GDPR Compliance
This document provides GDPR (General Data Protection Regulation) compliance guidance for DataSynth deployments. DataSynth generates purely synthetic data by default, but certain workflows (fingerprint extraction) may process real personal data.
Synthetic Data and GDPR
Pure Synthetic Generation
When DataSynth generates data from configuration alone (no real data input):
- No personal data is processed: All names, identifiers, and transactions are algorithmically generated
- No data subjects exist: Synthetic entities have no real-world counterparts
- GDPR does not apply to the generated output, as it contains no personal data per Article 4(1)
This is the default operating mode for all datasynth-data generate workflows.
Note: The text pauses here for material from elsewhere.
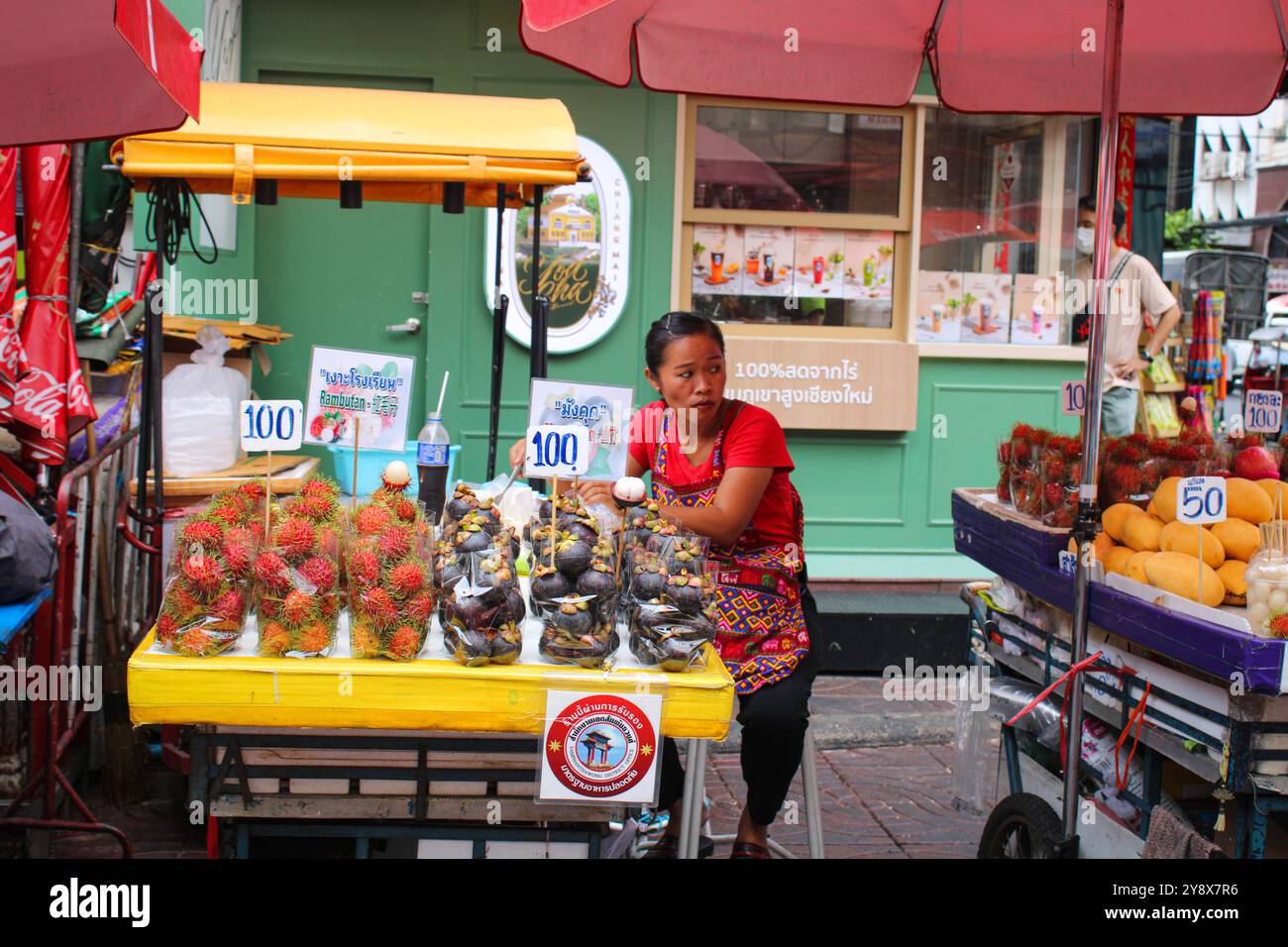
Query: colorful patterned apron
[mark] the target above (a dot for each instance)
(761, 631)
Fingerprint Extraction Workflows
When using datasynth-data fingerprint extract with real data as input:
- Real personal data may be processed during statistical fingerprint extraction
- GDPR obligations apply to the extraction phase
- Differential privacy controls limit information retained in the fingerprint
- The output fingerprint (.dsf file) contains only aggregate statistics, not individual records
Article 30 — Records of Processing Activities
Template for Pure Synthetic Generation
| Field | Value |
|---|---|
| Purpose | Generation of synthetic financial data for testing, training, and validation |
| Categories of data subjects | None (no real data subjects) |
| Categories of personal data | None (all data is synthetic) |
| Recipients | Internal development, QA, and data science teams |
| Transfers to third countries | Not applicable (no personal data) |
| Retention period | Per project requirements |
| Technical measures | Seed-based deterministic generation, content marking |
Template for Fingerprint Extraction
| Field | Value |
|---|---|
| Purpose | Statistical fingerprint extraction for privacy-preserving data synthesis |
| Legal basis | Legitimate interest (Article 6(1)(f)) or consent |
| Categories of data subjects | As per source dataset (e.g., customers, vendors, employees) |
| Categories of personal data | As per source dataset (aggregate statistics only retained) |
| Recipients | Data engineering team operating DataSynth |
| Transfers to third countries | Assess per deployment topology |
| Retention period | Fingerprint files: per project; source data: minimize retention |
| Technical measures | Differential privacy (configurable epsilon/delta), k-anonymity |
Data Protection Impact Assessment (DPIA)
A DPIA under Article 35 is recommended when fingerprint extraction processes:
- Large-scale datasets (>100,000 records)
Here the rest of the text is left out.